If you want to confirm the device is enrolled, you can reboot the device again, but it's not required. Use the device manufacturer's instructions to open the UEFI menu, and confirm UEFI is now managed.
The next time the device syncs with Intune, Windows receives the DFCI settings. Reboot the device. This third reboot is required for UEFI to receive the DFCI settings from Windows.
Update existing DFCI settings
If you want to change existing DFCI settings on devices that are in use, you can. In your existing DFCI profile, change the settings, and save your changes. Since the profile is already assigned, the new DFCI settings take effect when:
- The device checks in with the Intune service to review profile updates. Check-ins happen at various times. For more information, see when devices get a policy, profile, or app updates.
- To enforce the new settings, reboot the device remotely or locally.

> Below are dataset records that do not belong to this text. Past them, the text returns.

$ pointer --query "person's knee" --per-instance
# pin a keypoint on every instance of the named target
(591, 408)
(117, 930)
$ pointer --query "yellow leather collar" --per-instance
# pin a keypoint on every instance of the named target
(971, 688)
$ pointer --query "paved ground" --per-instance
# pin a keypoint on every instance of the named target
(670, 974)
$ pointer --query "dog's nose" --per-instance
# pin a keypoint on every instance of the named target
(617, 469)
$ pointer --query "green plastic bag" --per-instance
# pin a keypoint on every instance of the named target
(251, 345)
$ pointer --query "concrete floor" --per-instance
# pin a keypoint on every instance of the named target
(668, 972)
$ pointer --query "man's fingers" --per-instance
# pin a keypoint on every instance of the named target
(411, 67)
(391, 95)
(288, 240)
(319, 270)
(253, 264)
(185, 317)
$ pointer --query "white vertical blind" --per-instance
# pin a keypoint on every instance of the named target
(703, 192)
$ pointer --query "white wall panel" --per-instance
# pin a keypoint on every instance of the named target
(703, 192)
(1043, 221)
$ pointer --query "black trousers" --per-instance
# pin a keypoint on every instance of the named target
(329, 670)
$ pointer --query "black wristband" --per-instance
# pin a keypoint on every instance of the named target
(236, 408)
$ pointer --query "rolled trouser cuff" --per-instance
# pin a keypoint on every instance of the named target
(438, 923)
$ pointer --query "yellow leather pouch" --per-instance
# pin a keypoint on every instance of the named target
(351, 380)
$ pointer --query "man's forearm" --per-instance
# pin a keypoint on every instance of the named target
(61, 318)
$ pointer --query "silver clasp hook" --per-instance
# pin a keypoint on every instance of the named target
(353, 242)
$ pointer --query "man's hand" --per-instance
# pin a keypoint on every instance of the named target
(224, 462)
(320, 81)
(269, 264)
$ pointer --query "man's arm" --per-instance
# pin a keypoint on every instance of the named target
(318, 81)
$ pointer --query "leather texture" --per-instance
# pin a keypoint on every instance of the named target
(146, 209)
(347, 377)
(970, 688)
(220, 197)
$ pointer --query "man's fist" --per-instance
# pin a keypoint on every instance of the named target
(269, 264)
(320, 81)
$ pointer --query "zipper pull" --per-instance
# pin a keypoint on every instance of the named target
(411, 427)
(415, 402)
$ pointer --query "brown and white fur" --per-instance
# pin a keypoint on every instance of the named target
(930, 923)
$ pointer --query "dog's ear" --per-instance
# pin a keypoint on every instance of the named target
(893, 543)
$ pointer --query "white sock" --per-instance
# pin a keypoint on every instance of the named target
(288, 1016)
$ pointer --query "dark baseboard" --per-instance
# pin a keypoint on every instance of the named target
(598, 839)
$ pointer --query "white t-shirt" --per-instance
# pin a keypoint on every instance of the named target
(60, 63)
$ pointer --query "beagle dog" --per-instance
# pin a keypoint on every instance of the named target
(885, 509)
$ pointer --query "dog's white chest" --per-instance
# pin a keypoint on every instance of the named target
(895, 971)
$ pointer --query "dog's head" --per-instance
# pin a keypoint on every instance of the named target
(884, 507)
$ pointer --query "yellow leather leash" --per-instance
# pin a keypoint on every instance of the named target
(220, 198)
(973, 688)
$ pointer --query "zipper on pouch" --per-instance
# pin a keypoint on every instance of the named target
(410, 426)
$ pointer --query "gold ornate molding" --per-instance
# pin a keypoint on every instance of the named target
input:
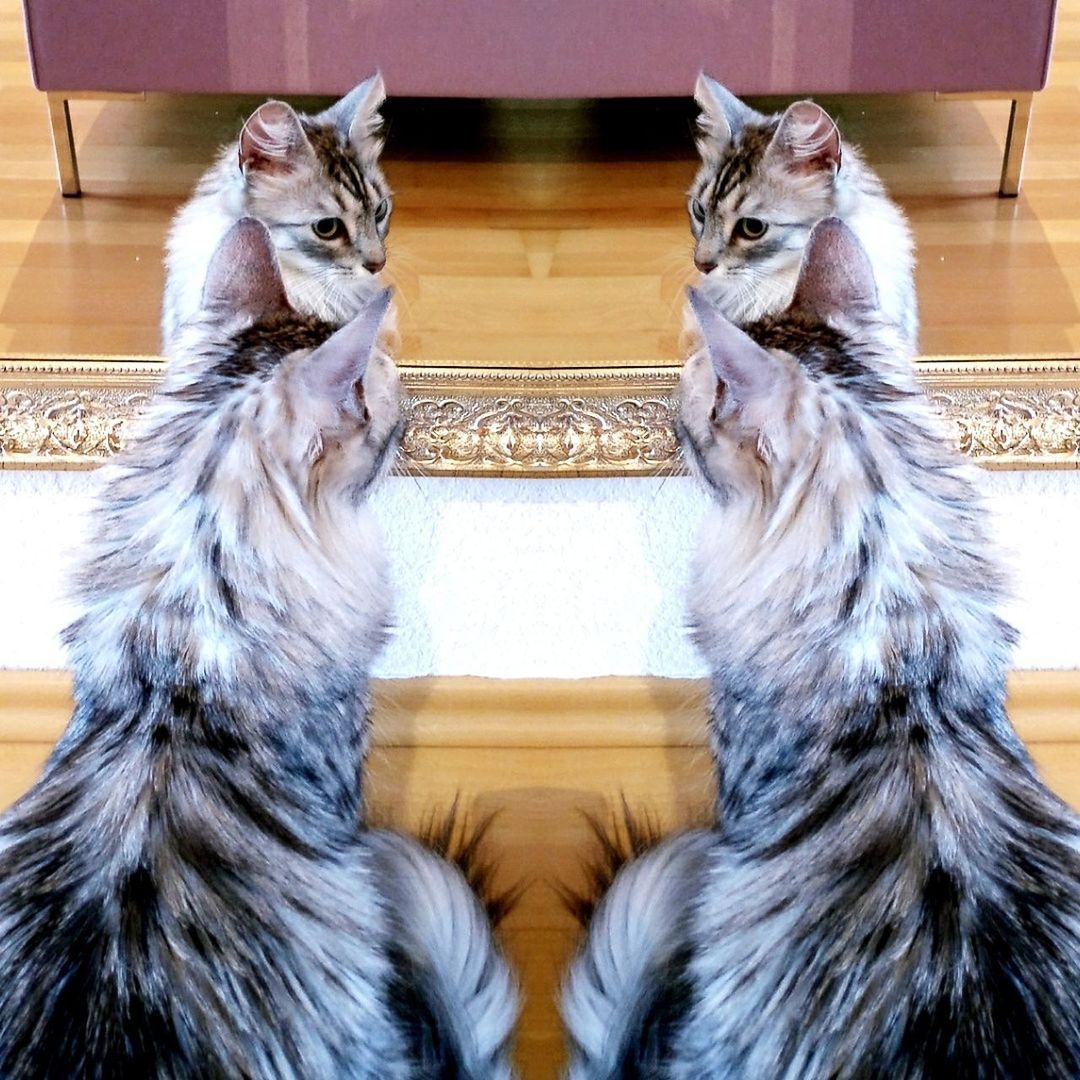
(1006, 414)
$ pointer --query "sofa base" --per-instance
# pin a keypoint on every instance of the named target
(1012, 165)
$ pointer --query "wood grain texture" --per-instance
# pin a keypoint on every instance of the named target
(539, 234)
(539, 754)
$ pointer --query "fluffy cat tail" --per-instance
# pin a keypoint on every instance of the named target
(624, 987)
(455, 993)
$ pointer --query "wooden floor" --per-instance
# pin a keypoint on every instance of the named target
(543, 234)
(539, 755)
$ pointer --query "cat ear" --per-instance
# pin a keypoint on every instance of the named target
(721, 112)
(807, 139)
(272, 140)
(339, 363)
(746, 369)
(244, 275)
(356, 115)
(836, 274)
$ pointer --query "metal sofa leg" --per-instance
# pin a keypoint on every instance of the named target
(67, 166)
(1012, 166)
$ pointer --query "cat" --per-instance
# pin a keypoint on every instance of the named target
(315, 183)
(889, 888)
(188, 890)
(763, 184)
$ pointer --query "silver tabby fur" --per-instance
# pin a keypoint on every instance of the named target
(292, 172)
(188, 890)
(890, 890)
(786, 171)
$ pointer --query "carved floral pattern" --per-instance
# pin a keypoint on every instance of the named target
(540, 423)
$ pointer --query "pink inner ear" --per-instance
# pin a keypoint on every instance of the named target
(836, 273)
(272, 139)
(745, 368)
(339, 363)
(808, 138)
(243, 274)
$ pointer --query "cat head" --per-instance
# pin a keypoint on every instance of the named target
(763, 406)
(315, 183)
(279, 395)
(763, 184)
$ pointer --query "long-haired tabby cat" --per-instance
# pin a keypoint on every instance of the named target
(889, 890)
(187, 890)
(763, 184)
(315, 183)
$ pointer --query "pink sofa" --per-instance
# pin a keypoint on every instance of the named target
(541, 48)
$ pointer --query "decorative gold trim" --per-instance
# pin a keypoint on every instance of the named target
(1022, 413)
(539, 714)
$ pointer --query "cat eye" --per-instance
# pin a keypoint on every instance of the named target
(750, 228)
(331, 228)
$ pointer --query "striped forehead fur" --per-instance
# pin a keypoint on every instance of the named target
(333, 172)
(744, 175)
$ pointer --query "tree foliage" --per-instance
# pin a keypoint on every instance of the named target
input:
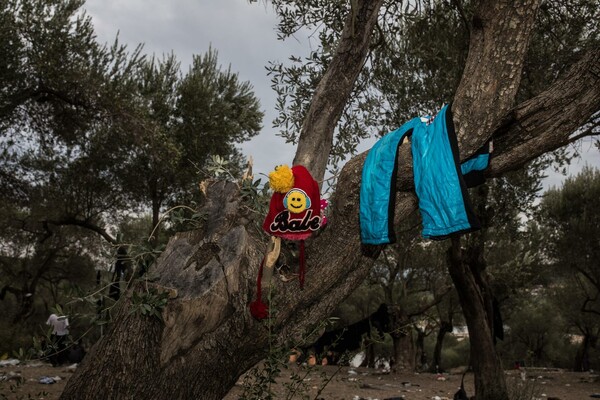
(415, 61)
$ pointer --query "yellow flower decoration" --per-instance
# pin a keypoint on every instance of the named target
(282, 179)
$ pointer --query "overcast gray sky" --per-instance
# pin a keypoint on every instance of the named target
(244, 36)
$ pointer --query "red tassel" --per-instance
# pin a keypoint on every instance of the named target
(258, 309)
(302, 270)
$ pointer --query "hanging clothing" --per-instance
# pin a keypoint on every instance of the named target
(438, 175)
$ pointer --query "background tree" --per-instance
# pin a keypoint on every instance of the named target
(209, 337)
(571, 223)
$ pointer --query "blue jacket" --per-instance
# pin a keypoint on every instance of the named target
(443, 199)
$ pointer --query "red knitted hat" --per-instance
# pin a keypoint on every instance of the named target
(295, 208)
(294, 213)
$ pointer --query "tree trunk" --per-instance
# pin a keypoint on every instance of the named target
(209, 338)
(420, 355)
(402, 339)
(582, 358)
(488, 371)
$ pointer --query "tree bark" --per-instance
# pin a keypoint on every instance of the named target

Deleting the DFCI profile, or removing a device from the group assigned to the profile doesn't remove DFCI settings or re-enable the UEFI (BIOS) menus. If you want to stop using DFCI, then update your existing DFCI profile. For more information on the steps, see retire the device in this article.

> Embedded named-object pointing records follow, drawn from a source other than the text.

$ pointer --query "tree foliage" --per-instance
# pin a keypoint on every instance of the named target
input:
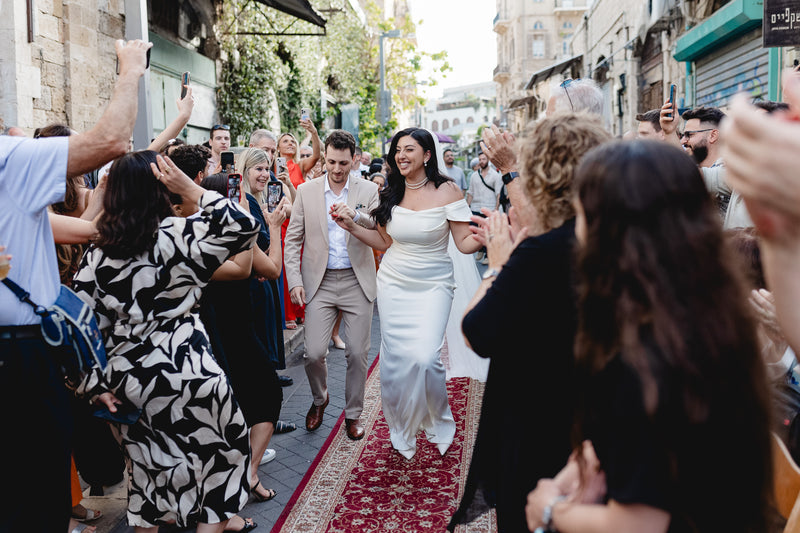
(262, 75)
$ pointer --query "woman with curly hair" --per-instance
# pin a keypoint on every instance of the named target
(188, 453)
(671, 384)
(527, 404)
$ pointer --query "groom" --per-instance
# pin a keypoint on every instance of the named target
(337, 273)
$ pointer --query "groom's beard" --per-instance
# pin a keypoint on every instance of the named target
(700, 153)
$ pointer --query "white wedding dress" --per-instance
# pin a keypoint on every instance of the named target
(415, 295)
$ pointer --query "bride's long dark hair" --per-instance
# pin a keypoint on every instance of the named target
(395, 188)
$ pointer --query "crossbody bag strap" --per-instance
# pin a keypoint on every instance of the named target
(24, 296)
(484, 182)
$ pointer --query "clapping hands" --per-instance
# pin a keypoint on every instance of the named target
(343, 216)
(495, 233)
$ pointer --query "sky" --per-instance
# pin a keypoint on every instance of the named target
(464, 29)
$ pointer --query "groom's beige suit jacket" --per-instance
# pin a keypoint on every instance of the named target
(308, 231)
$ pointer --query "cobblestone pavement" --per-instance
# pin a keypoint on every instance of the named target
(295, 450)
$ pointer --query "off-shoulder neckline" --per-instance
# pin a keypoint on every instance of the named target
(430, 208)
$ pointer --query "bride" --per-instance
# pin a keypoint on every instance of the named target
(419, 210)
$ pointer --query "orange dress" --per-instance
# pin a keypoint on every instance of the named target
(292, 311)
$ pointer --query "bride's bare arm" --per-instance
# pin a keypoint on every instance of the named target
(463, 237)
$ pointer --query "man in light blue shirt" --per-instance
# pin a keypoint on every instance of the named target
(33, 174)
(453, 171)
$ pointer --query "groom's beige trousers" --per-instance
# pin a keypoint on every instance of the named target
(339, 290)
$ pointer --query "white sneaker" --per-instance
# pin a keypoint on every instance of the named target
(268, 456)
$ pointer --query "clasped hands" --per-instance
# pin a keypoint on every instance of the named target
(343, 215)
(573, 484)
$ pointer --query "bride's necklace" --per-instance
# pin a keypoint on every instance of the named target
(416, 186)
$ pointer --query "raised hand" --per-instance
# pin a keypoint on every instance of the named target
(499, 147)
(165, 171)
(132, 56)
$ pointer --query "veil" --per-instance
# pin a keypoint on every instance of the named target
(463, 362)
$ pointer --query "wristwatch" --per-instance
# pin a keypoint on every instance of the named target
(547, 515)
(490, 273)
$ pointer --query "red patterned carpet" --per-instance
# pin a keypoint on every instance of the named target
(365, 486)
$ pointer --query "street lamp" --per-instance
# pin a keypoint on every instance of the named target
(384, 96)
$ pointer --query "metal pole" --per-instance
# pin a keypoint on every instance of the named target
(381, 114)
(136, 28)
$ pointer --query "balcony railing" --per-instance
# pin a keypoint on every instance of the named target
(500, 22)
(570, 5)
(501, 71)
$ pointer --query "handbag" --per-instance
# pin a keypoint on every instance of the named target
(69, 324)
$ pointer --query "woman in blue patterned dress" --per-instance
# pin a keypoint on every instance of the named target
(188, 453)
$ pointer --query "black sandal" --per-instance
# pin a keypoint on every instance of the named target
(259, 497)
(284, 427)
(249, 525)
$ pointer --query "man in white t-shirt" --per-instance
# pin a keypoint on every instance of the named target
(33, 174)
(483, 192)
(453, 171)
(484, 187)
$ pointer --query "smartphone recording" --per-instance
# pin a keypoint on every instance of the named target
(280, 164)
(234, 190)
(226, 161)
(274, 191)
(184, 84)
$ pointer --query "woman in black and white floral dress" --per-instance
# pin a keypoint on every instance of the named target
(188, 453)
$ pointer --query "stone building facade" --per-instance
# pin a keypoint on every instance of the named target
(530, 36)
(61, 64)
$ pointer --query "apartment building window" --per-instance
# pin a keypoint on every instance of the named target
(538, 46)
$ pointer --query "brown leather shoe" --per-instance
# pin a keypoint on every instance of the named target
(314, 415)
(355, 431)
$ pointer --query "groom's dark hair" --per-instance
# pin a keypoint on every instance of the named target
(341, 140)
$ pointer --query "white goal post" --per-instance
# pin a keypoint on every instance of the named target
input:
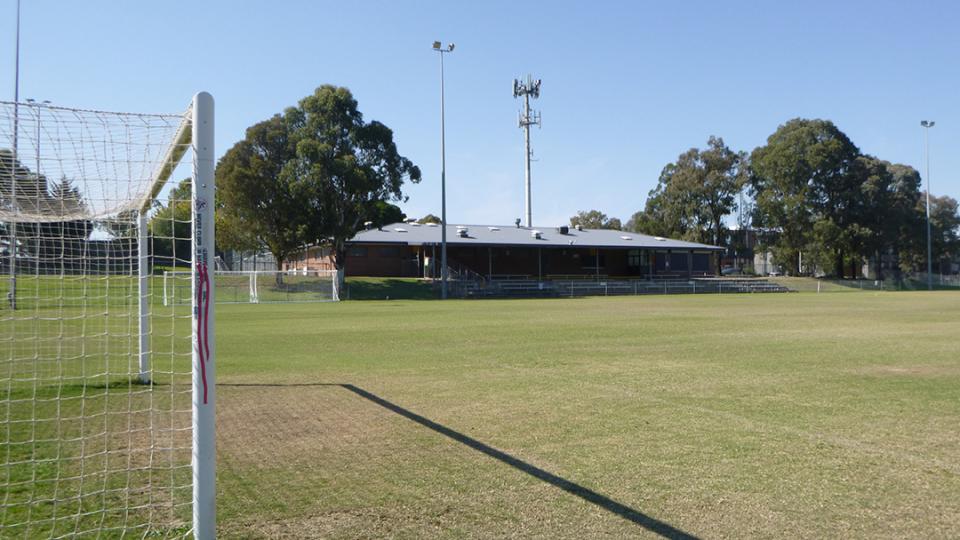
(107, 394)
(256, 286)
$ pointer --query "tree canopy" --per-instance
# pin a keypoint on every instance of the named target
(694, 194)
(802, 176)
(595, 219)
(313, 174)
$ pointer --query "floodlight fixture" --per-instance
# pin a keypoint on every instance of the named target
(927, 124)
(437, 46)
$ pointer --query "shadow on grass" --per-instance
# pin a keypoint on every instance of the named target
(389, 288)
(647, 522)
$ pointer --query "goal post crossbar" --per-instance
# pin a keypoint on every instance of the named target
(93, 369)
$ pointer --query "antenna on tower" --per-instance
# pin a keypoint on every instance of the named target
(527, 89)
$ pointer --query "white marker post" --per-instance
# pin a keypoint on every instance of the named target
(143, 276)
(204, 351)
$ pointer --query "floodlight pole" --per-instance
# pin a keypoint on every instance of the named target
(443, 176)
(12, 248)
(926, 143)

When you create the DFCI policy, you configure the Windows DFCI settings you want to manage.
Some settings are in a logical category, like Microphones and Speakers. There's also granular settings, like Microphones. If these settings conflict, then the following happens:
In the first sync attempt, the granular setting is applied (Microphones) and the category setting is non-compliant (Microphones and Speakers).
With every sync with the Intune service after the first sync, the following behavior happens in a loop:
- Intune applies the category setting (Microphones and Speakers) since it's not compliant. The granular setting (Microphones) becomes non-compliant.

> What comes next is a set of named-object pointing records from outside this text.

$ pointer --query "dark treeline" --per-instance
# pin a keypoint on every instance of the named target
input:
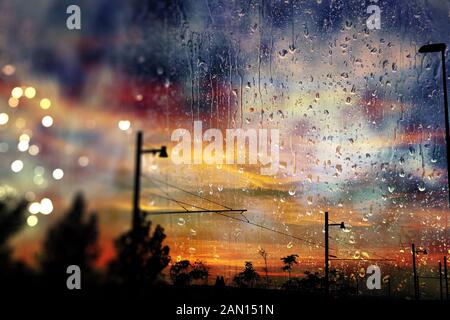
(141, 257)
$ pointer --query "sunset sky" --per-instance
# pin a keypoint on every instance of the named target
(360, 114)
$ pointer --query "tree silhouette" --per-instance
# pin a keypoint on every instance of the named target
(264, 254)
(12, 219)
(289, 262)
(140, 256)
(179, 273)
(248, 277)
(71, 241)
(199, 271)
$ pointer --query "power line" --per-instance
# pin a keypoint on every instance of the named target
(222, 213)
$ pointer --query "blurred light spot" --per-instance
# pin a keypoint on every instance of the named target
(39, 170)
(124, 125)
(45, 103)
(32, 221)
(8, 70)
(46, 206)
(38, 180)
(30, 196)
(4, 147)
(23, 146)
(17, 166)
(13, 102)
(83, 161)
(33, 150)
(47, 121)
(17, 92)
(20, 123)
(4, 118)
(24, 137)
(58, 174)
(34, 208)
(30, 92)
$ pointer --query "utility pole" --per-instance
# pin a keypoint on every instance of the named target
(446, 277)
(136, 219)
(389, 287)
(416, 291)
(416, 278)
(327, 281)
(441, 47)
(327, 249)
(440, 281)
(162, 152)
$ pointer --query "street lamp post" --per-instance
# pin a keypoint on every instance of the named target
(440, 47)
(162, 152)
(327, 255)
(414, 252)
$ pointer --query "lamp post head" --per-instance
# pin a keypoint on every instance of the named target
(163, 152)
(433, 47)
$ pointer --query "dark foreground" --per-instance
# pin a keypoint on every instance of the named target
(169, 302)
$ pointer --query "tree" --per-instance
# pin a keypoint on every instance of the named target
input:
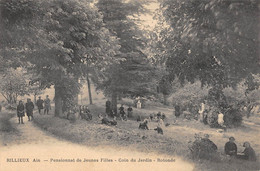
(133, 76)
(213, 41)
(13, 84)
(62, 37)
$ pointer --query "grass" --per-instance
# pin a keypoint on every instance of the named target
(126, 134)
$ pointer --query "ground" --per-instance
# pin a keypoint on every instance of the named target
(127, 137)
(31, 142)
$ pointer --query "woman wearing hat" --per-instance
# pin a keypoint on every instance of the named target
(20, 112)
(231, 147)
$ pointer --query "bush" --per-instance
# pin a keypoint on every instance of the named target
(203, 148)
(233, 117)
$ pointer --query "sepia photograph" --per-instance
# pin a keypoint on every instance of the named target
(123, 85)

- Intune applies the granular setting (Microphones) since it's not compliant. The category setting (Microphones and Speakers) becomes non-compliant.
To avoid this looping behavior, configure the category setting or the granular settings.
For example, you want to only allow Wi-Fi radios. In this scenario, you:
- Leave the category Radios (Bluetooth, Wi-Fi, NFC, etc.) setting to Not configured.
- For the Wi-Fi radio setting, set it to Enable.
- Set all the other granular radio settings to Disabled.
Reuse, retire, or recover the device
If you plan to reset Windows to repurpose the device, then wipe the device. Do not remove the Autopilot device record.
After wiping the device, move the device to the group assigned the new DFCI and Autopilot profiles. Be sure to reboot the device to rerun Windows setup.
When you're ready to retire the device and release it from management, update the DFCI profile to the UEFI (BIOS) settings you want at the exit state. Typically, you want all settings enabled. For example:
- Open your DFCI profile (Devices > Configuration profiles).
- Change the Allow local user to change UEFI (BIOS) settings to Only not configured settings.
- Set all other settings to Not configured.
- Save your settings.
These steps unlock the device's UEFI (BIOS) menus. The values remain the same as the profile (Enabled or Disabled), and aren't set back to any default OS values.
You're now ready to wipe the device. Once the device is wiped, delete the Autopilot record. Deleting the record prevents the device from automatically re-enrolling when it reboots.
To remove Surface devices from DFCI enrollment, see removing DFCI management.
If you wipe a device, and delete the Autopilot record before unlocking the UEFI (BIOS) menus, then the menus remain locked. Intune can't send profile updates to unlock it.
To unlock the device, open the UEFI (BIOS) menu, and refresh management from network. Recovery unlocks the menus, but leaves all UEFI (BIOS) settings set to the values in the previous Intune DFCI profile.
End user impact
When the DFCI policy is applied, local users can't change settings configured by DFCI, even if the UEFI (BIOS) menu is password protected. Depending on the settings you configure, end users may receive errors that hardware components aren't found, or can't be diagnosed. Be sure to provide documentation to end users explaining the options you've disabled.